Durante a sessão Vera reencontrou-se com outra amiga de exílio, Sílvia Perrone, elas não se viam há mais de 30 anos. Filha de deputado cassado pela Assembléia Legislativa de São Paulo, Sílvia, cujo processo também foi julgado na última quinta-feira, contou sobre a vida no exílio e da solidariedade internacional, sobre como os refugiados e exilados se ajudavam.
“Eu tenho boas lembranças da vida no Chile, nossa casa era aberta e recebíamos muitas pessoas, até irmos para a França. Foi quando caiu a ficha para meu pai que ele não poderia mais voltar, aí as coisas ficaram mais difíceis. Mas minha mãe sempre nos criou para não reclamar, pois nós éramos refugiados, era uma situação privilegiada”, contou.
Outros anistiados nessa sessão foram Teresa e Paulo Fayal de Lyra, filhos de pais banidos pela ditadura que foram viver na Suécia. Eles permaneceram apátridas e sem certidão de nascimento. “Antes achávamos que a história dos nossos pais não era nossa também. Hoje temos consciência de isso afetou a nossa família”. O pai, Carlos Fayal, também esteve presente na sessão. Ele leu o próprio depoimento:
“Neste ato de anistia comemoramos a vida, vida nova de uma geração que se sacrificou”.
“Neste ato de anistia comemoramos a vida, vida nova de uma geração que se sacrificou”.
Marcos Zamikhowsky Lopes também recebeu o pedido de desculpas oficiais do Estado brasileiro e agradeceu. “Aos cinco anos fui arrancado da convivência com a minha mãe, perseguida política, que simplesmente sumiu da minha vida. Por alguns meses eu não soube se ela estaria vida ou morta. Minha infância foi traumatizante e tive que mudar muitas vezes de um país para outro, e sofri com as adaptações. Tive uma infância sem raízes e depois que voltei ao Brasil, sem falar a língua, senti-me exilado no próprio país. O dano moral é intenso e existe até hoje.”

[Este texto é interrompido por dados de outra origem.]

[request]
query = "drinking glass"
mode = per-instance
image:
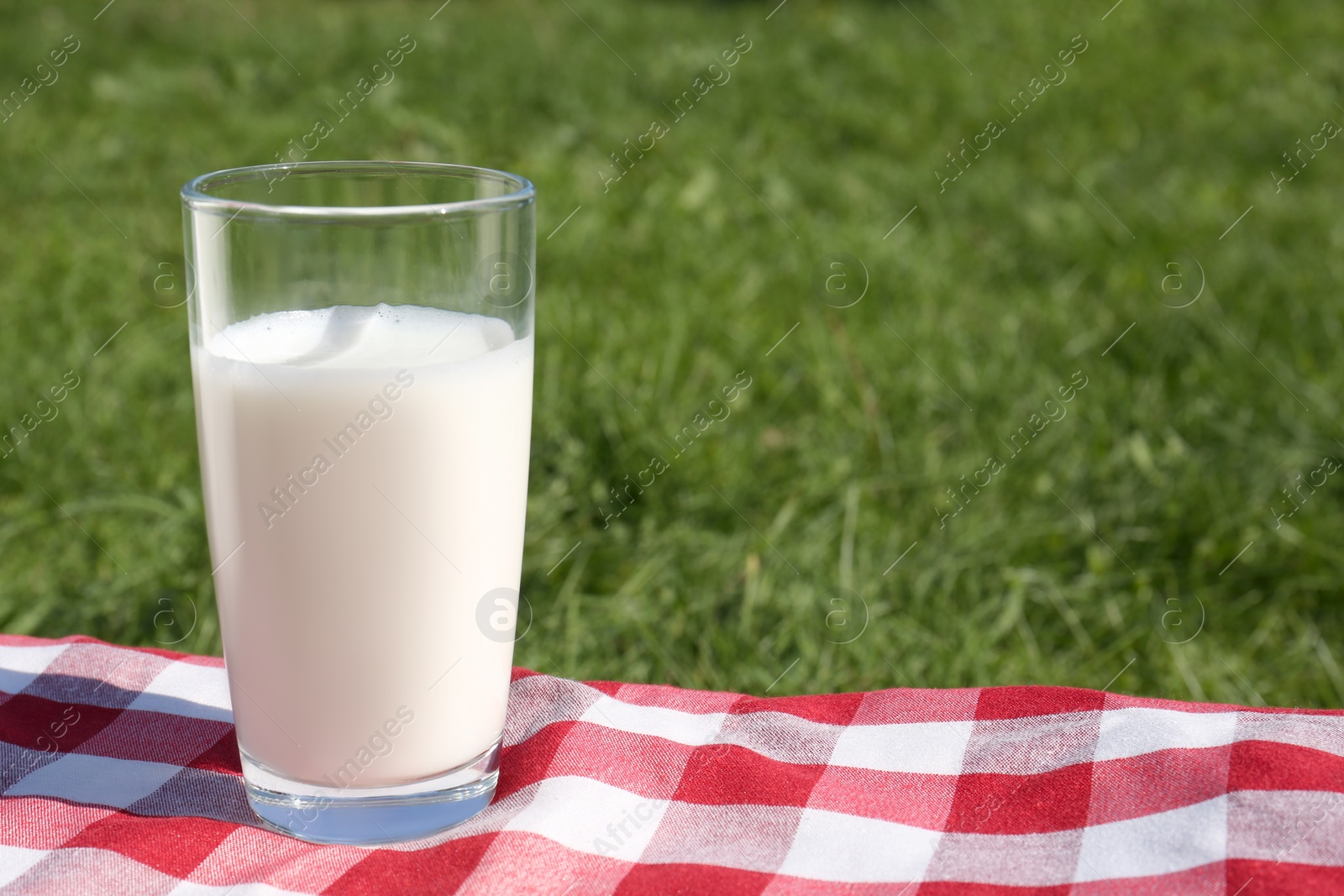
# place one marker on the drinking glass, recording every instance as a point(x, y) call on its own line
point(362, 360)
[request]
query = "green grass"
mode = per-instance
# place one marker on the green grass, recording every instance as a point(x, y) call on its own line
point(722, 575)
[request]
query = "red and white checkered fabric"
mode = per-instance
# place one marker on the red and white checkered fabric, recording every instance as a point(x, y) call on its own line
point(121, 777)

Durante a abertura, o presidente da Comissão de Anistia, Paulo Abrão, lembrou do jovem Carlos Alexandre, anistiado há três anos em sessão semelhante no Ministério da Justiça, e que cometera suicídio semana passada. Abrão pediu um minuto de silêncio em homenagem à memória dele. “É fundamental compreender as diferentes formas de repressão e os danos transgeracionais que a ditadura legou ao país e aos nossos cidadãos e trabalharmos segundo o princípio da reparação integral”, afimou Paulo Abrão.
Devido aos danos psicológicos aos cidadãos perseguidos pelos atos de exceção cometidos pelo Estado, a Comissão de Anistia criou o Projeto Clínicas do Testemunho. A intenção é dar apoio em saúde mental para vítimas de violência do Estado. A Comissão de Anistia selecionou 11 instituições para receber incentivo de até R$ 600 mil para funcionar por até dois anos, com início das atividades previsto para ocorrer em 2013.